There is a profound rot of ethics and morality in this province. It we ever elect another Liberal or Conservative government, it's game over.

Meanwhile, those tough, no-nonsense reporters at the Moncton Times and Transcript seem to  have missed all this. Will they cover it in the coming week? Nah.

The editorial will be about the need for a civic centre. The Rod Allen will write more adolescent humour to show how smart he is. Brent Mazerolle will write something really long - and say nothing.

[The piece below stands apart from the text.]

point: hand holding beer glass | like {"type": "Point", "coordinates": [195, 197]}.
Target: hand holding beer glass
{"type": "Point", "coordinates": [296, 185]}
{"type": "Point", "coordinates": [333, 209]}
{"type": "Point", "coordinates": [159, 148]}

The only section written with any sense of seriousness will be Sports and Miss Manners and Kate's pregnancy . But that's only because sports and Miss Manners and Kate's pregnancy have no effect on Sigma Six and the gullibility of the Irvings.



















1 comment:

  1. This is an old game. Big, powerful corporations create subsidiary charities for better PR.

    Rockefeller saw it as necessary to his survival after the Ludlow Massacre.

    Eventually, many major corps. realized if they were going to manufacture dumbed-down products and/or services thereby fleecing the public, then they also had to create a mechanism by which put themselves in a better light and aid in muffling their critics. So, they create charitable foundations in their name.

    But Elementary Literacy Inc. is a different beast altogether. It is a full frontal incursion by big business here in NB focusing its attack at the most vulnerable of our society; impressionable children.

    Yes, I accept at first glance ELF seems innocuous enough, perhaps even helping K-2 children to better read, but one has to consider these are the first inroads by private, big business to a potentially much larger role in NB's public schools.

    ELF projects itself to be in every school in NB in 5 years.

    You're right, Graeme. This smells of criminal intent considering the Irving's extremely poor track record of substandard journalism and one-sided, biased misinformation in its NB newspapers. An excellent case in point is how you've kept coverage of Irving's consistent non-coverage and even presentation of misinformation of the shale gas fracking fiasco.

    Because of this, it should be self-evident the Irvings do not support any real education in our schools, which includes having critical thinking skills taught. This is something NB is very lacking in. A perfect example is the current Alward government, and the Graham government before.

    During a recessionary time, (actually a depression) when the province is more than a little in debt, a grant of 2.5 million to the province's already wealthiest people is also criminal. This money will aid in carrying out what I can only see as a self-serving agenda for big business, to be used against future NB citizens and their sons and daughters in our schools down the road.